Well-written analysis of the structural problems of the university (hat tip More or Less Bunk, who has a very different reaction). It almost made me thinking switching to admin is a terrible career move. It’s long, but a couple of excerpts:

Traditional universities are complex and expensive, providing a range of services from scientific research and graduate training to mass entertainment via loosely affiliated professional sports franchises. To fund these things, universities tap numerous streams of revenue: tuition, government funding, research grants, alumni and charitable donations. But the biggest cash cow is lower-division undergraduate education. Because introductory courses are cheap to offer, they’re enormously profitable. The math is simple: Add standard tuition rates and any government subsidies, and multiply that by several hundred freshmen in a big lecture hall. Subtract the cost of paying a beleaguered adjunct lecturer or graduate student to teach the course. There’s a lot left over. That money is used to subsidize everything else.
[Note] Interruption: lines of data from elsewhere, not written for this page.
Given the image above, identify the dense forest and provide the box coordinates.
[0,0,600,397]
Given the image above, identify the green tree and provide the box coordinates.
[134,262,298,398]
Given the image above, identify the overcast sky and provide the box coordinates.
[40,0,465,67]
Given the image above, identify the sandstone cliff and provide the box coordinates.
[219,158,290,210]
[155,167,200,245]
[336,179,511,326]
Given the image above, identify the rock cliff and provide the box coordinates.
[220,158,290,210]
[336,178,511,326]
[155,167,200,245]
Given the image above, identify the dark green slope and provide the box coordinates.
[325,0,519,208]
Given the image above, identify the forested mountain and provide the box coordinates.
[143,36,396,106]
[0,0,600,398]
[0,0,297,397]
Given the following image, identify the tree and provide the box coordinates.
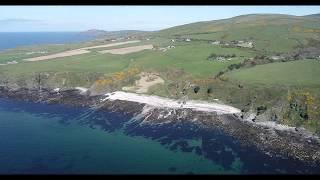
[193,86,200,94]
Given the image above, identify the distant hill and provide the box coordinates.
[155,14,320,53]
[81,29,107,36]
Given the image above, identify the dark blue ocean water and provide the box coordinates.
[0,32,95,51]
[0,98,320,174]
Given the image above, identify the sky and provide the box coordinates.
[0,6,320,32]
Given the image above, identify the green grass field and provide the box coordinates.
[228,60,320,87]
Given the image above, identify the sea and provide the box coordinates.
[0,32,320,174]
[0,98,320,174]
[0,32,96,51]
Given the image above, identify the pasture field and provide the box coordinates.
[228,59,320,87]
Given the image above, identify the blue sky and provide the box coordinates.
[0,6,320,32]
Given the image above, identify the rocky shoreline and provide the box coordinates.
[0,86,320,167]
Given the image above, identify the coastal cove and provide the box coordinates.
[0,88,319,174]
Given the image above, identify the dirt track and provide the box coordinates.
[24,49,90,61]
[24,40,140,61]
[98,44,153,54]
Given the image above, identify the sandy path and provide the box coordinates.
[23,40,140,61]
[101,91,241,114]
[98,44,153,54]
But this arrangement, however beneficial to society as a whole, is not a particularly good deal for the freshman gutting through an excruciating fifty minutes in the back of a lecture hall.

Just as the world needs the foreign bureaus that newspapers are rapidly shutting down, it needs quirky small university presses, Mughal textile historians, and people who are paid to think deep, economically unproductive thoughts. Rather than hiding within the conglomerate, each unbundled part of the university will have to find new ways to stand alone.